New Delhi: The Supreme Court on Tuesday refused to release French national Marie-Emmanue Vehroeven – accused in the murder of Chilean senator Jamia Guzmann in 1991 – saying she was accused of a terror act and there would be no control over her if released on bail.
The Chilean government has sought Vehroeven’s extradition.
“She is accused of terrorist activities. She is accused of murder. She is a part of the subversive group. Once we release her, there would be no control over her,” said an apex court bench comprising Justice T.S. Thakur and Justice Kurian Joseph while declining the plea for Vehroeven’s release.

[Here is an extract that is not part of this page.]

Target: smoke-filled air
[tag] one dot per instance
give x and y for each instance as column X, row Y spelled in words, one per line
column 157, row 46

“Terrorists (the world over) are striking at will. It also involves bilateral relations between two countries and cordial relations and cooperation between two States,” Justice Thakur observed as senior counsel T.R. Andhyarujina, appearing for Vehroeven, urged the court to release her pending case hearing since it would take some time for the arguments to conclude and judgment to be pronounced.
Asking Andhyarujina to argue the matter fully, the court said: “We are not going to release the lady as she is accused of serious offence.”

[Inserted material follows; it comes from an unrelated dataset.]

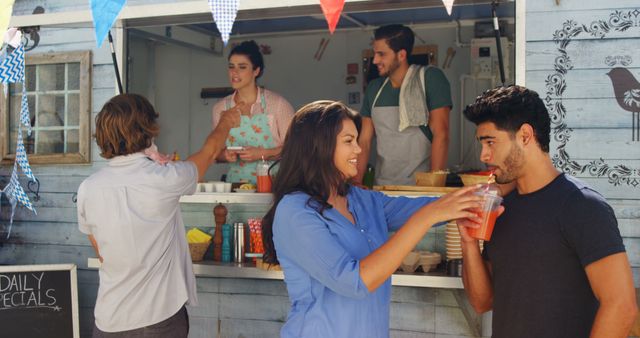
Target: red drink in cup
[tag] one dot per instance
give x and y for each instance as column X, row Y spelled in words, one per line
column 264, row 183
column 488, row 213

The court fixed December 8 for further hearing in the case.
Marie-Emmanue Vehroeven, a psychologist by profession, is a devotee of Lord Buddha and was on her third visit to India to travel to different Buddhist places when she was arrested on February 17 after she entered India from Nepal.
Her arrest came in pursuance to a Red Corner Notice (RCN) issued by Interpol, which was subsequently withdrawn on May 30, 2015.
She was re-arrested on February 24, 2015, as a requirement under the Extradition Act, 1962.
Her re-arrest on February 24 was quashed by the Delhi High court by its September 21 order.
In the wake of high court order, Vehroeven was again arrested on September 22 after the Chilean embassy a day earlier urged the Indian government not to release her.
As Andhyarujina said Vehroeven could not be detained after the RCN was withdrawn, Additional Solicitor General P.S. Patwalia told the court that RCN was withdrawn by Interpol as it had “worked itself out” after her arrest.
Andhyarujina then read out from a CBI response before the Delhi High Court that the RCN was withdrawn by the Interpol on May 30, 2015. Patwalia – who appeared for the ministry of external affairs – pleaded ignorance about it.
At this, the apex court asked Patwalia: “If you arrest a person in pursuance to non-bailable warrant issued by court and then it (NBW) is withdrawn, can you still keep a person in custody?”
Justice Kurian observed that Indian constitution’s article 21 guaranteeing protection of life and personal liberty was not just for the citizens of India but for everyone.
Andhyarujina argued that Vehroeven could not be extradited to Chile as sought by it (Chile) as there was no extradition treaty between the two countries.
Andhyarujina also read out to the court a note verbale of September 21 by the Chilean embassy in New Delhi, saying that even though there was no extradition treaty between the two countries, Vehroeven should not be released and offered “reciprocity” in lieu of her extradition.
Additional Solicitor General Patwalia contested the submission that there was no extradition treaty between India and Chile, pointing out that the government had notified a British Extradition Act, 1867, providing for the extradition arrangement between India and Chile.
The court said it would examine all these aspects.